# <a href="https://onlinelibrary.wiley.com/doi/abs/10.3982/ECTA17434" target="__blank">Using the Sequence-Space Jacobian to Solve and Estimate Heterogeneous-Agent Models</a>

Adrien Auclert, Bence Bardóczy, Matt Rognlie, Ludwig Straub

Notebook created by Qingyuan Fang on Feb 20 2024

(Materials borrow heavily from authors' own slides)

## Summary

This paper proposes a fast, efficient algorithm to solve heterogeneous-agent (HA) models in GE with aggregate shocks. The algorithm consists of three steps:

1. Write HA model as a collection of **blocks** along a **directed acyclic graph (DAG)**
2. Compute the **Jacobian** of each block: 
   - Jacobian as the key "sufficient statistic" for GE interactions
3. Use Jacobians for: IRFs, determinacy, full-info estimation, nonlinear transitions, etc.

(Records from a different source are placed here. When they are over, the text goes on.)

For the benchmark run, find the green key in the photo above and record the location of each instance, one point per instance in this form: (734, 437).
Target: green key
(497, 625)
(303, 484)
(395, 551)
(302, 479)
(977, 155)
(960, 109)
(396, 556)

<u>Predecessors</u> (When idiosyncratic risk $\gg$ aggregate risk)

1. [Reiter method] Linearize w.r.t aggregate shocks, solve **linear state space system**

2. [MIT shock method] Assume perfect foresight wrt aggregate shocks, solve nonlinear system in **sequence space**

<u>SSJ</u> directly solves **linear system** in the **sequence space** $\Rightarrow$​ Fast, accurate, modular, intuitive, accessible

<u>Restrictions</u>: agents in the model can only interact via **limited set of aggregate variables**. SSJ doesn't apply to models where the behavior of HA depends on the anticipated future disctribution through the value function.

## Models as collections of blocks arranged along a DAG

**Block**: Mapping from sequence of inputs to sequence of outputs

**Example 1**: heterogeneous household block $\left\{r_{t}, w_{t}\right\} \rightarrow\left\{C_{t}\right\}$​

- Exogenous Markov chain for skills $\Pi\left(e^{\prime} \mid e\right)$
- Households

$$
\begin{aligned}
\max \ & \mathbb{E}_{0} \sum_{t} \beta^{t} u\left(c_{i t}\right) \\
c_{i t}+k_{i t} & \leq\left(1+r_{t}\right) k_{i t-1}+w_{t} e_{i t} \\
k_{i t} & \geq 0
\end{aligned}
$$

Given initial distribution $D_{0}\left(e, k_{-}\right)$, path of aggregate consumption $C_{t} \equiv \int C_{t}\left(e, k_{-}\right) D_{t}\left(e, d k_{-}\right)$only depends on $\left\{r_{s}, w_{s}\right\}_{s=0}^{\infty}$. 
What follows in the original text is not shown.